Such a practice as vasectomy then represents nicely the eugenic aim of
allowing the individual, who is himself never to be blamed for his
hereditary constitution, the greatest possible personal freedom and
liberty, of allowing full play of sympathy for the individual, and at
the same time of exercising the greatest sympathy to society in
prohibiting the hereditary criminal from procreating a long line of
descendants endowed as badly as he himself was through no fault of his
own, but through the gross neglect of society.
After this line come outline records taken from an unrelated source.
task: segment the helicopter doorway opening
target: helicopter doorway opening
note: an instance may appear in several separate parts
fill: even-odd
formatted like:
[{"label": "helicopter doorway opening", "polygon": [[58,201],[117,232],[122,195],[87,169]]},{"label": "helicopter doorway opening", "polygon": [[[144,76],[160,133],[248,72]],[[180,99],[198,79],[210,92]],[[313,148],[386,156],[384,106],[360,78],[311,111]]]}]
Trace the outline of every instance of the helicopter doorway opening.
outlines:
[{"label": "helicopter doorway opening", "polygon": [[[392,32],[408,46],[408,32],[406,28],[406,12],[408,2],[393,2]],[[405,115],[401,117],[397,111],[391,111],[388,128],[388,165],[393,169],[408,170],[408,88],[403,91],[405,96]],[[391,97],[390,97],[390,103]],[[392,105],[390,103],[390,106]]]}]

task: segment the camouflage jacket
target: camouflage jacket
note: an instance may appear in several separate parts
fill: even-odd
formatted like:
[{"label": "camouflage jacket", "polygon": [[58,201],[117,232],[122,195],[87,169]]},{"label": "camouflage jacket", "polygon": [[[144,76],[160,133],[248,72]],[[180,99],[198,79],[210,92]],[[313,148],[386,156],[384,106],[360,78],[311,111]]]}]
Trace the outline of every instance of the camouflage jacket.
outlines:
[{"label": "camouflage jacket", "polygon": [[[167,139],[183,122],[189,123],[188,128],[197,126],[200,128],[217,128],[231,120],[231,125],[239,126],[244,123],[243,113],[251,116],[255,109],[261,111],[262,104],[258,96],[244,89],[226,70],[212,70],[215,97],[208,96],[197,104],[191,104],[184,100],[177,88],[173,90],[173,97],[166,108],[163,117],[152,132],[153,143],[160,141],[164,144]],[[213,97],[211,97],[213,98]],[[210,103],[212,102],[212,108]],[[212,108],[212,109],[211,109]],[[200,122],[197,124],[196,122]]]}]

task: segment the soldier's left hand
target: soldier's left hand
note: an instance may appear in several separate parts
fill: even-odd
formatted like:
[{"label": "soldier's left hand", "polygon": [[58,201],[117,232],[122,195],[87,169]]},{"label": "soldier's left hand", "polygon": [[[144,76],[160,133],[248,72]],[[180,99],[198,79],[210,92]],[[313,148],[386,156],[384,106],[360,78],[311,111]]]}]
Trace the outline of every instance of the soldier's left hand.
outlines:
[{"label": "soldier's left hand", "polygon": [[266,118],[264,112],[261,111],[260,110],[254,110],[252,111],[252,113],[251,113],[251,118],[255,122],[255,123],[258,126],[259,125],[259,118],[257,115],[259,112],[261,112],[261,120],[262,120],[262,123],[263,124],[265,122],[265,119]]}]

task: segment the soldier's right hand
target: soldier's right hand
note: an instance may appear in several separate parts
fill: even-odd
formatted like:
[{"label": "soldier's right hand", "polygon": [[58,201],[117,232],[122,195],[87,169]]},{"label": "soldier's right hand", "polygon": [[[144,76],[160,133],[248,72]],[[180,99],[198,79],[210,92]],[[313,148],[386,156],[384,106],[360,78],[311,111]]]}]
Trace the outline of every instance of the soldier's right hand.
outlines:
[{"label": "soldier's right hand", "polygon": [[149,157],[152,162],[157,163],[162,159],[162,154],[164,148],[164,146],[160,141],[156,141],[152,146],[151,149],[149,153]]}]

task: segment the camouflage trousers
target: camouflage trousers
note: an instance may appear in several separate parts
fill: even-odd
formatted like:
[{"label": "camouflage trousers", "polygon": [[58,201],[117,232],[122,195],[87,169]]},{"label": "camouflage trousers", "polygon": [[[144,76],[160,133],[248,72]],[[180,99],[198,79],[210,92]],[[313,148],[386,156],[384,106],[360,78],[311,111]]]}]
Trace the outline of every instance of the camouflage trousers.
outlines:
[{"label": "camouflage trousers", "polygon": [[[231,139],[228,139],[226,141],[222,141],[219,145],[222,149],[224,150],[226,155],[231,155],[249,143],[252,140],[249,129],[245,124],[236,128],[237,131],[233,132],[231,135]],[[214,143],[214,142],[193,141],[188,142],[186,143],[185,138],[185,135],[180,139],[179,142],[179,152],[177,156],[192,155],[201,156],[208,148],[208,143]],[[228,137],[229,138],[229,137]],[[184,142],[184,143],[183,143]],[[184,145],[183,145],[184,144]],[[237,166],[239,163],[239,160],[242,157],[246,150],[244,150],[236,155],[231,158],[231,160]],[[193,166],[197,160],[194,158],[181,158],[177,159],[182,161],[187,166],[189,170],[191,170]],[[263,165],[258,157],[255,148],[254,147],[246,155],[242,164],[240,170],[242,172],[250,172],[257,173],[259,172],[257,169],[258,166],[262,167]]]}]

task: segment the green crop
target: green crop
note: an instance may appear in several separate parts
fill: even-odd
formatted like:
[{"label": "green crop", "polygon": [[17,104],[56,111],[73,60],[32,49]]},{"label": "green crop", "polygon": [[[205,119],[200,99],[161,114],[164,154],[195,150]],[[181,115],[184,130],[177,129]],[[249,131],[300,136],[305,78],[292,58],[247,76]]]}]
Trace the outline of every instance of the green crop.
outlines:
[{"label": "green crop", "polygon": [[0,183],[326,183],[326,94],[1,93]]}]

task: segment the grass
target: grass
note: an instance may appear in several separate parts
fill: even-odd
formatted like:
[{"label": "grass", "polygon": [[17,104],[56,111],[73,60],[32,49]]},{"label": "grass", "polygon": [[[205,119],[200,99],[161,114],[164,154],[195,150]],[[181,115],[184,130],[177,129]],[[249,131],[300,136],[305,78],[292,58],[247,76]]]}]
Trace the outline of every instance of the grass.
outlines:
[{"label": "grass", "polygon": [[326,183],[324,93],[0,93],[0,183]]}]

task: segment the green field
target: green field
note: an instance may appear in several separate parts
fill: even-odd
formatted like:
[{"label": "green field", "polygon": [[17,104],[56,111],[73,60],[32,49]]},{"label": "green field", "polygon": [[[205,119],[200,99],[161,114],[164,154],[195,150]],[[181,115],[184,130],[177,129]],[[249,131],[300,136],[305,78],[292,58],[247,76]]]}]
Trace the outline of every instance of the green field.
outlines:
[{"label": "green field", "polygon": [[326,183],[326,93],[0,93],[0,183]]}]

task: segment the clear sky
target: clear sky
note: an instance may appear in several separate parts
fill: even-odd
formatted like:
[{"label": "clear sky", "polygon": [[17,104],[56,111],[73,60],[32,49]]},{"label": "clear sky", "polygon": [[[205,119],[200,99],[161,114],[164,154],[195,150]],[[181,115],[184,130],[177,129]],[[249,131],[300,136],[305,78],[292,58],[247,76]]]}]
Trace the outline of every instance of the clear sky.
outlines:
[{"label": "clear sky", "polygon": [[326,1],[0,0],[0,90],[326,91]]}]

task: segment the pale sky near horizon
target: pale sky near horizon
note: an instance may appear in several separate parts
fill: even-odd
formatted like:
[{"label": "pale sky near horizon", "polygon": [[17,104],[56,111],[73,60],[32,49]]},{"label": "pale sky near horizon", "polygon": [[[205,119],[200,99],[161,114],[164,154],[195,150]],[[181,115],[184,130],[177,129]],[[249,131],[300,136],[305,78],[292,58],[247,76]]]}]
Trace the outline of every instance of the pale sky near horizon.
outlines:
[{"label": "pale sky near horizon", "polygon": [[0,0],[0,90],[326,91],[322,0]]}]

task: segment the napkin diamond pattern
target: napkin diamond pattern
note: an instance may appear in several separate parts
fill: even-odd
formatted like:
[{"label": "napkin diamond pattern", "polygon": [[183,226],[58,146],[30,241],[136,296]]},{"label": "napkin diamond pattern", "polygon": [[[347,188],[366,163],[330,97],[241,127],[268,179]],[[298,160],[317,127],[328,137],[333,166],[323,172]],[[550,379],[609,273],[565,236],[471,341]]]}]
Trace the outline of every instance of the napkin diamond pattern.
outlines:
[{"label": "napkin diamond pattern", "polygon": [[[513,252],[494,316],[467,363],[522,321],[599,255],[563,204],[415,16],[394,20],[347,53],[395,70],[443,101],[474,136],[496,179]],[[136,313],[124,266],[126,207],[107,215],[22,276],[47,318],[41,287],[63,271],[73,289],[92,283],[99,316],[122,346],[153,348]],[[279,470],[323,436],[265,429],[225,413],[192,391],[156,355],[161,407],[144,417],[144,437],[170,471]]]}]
Another quotation from Pearson: "To-day we feed our criminals up, and
we feed up our insane, we let both out of the prison or asylum
'reformed' or 'cured,' as the case may be, only after a few months to
return to State supervision, leaving behind them the germs of a new
generation of deteriorants. The average number of crimes due to the
convicts in his Majesty's prisons to-day is ten apiece. We cannot
reform the criminal, nor cure the insane from the standpoint of
heredity; the taint varies not with their mental or moral conduct.
These are the products of the somatic cells; the disease lies deeper
in their germinal constitution. Education for the criminal, fresh air
for the tuberculous, rest and food for the neurotic--these are
excellent, they may bring control, sound lungs, and sanity to the
individual; but they will not save the offspring from the need of like
treatment, nor from the danger of collapse when the time of strain
comes. They cannot make a nation sound in mind and body, they merely
screen degeneracy behind a throng of arrested degenerates. Our highly
developed human sympathy will no longer allow us to watch the State
purify itself by the aid of crude natural selection. We see pain and
suffering only to relieve it, without inquiry as to the moral
character of the sufferer or as to his national or racial value. And
this is right--no man is responsible for his own being; and nature and
nurture, over which he had no control, have made him the being he is,
good or evil. But here science steps in, crying: Let the reprieve be
accepted, but next remind the social conscience of its duty to the
race ... let there be no heritage if you would build up and preserve a
virile and efficient people. Here, I hold, we reach the kernel of the
truth which the science of eugenics has at present revealed."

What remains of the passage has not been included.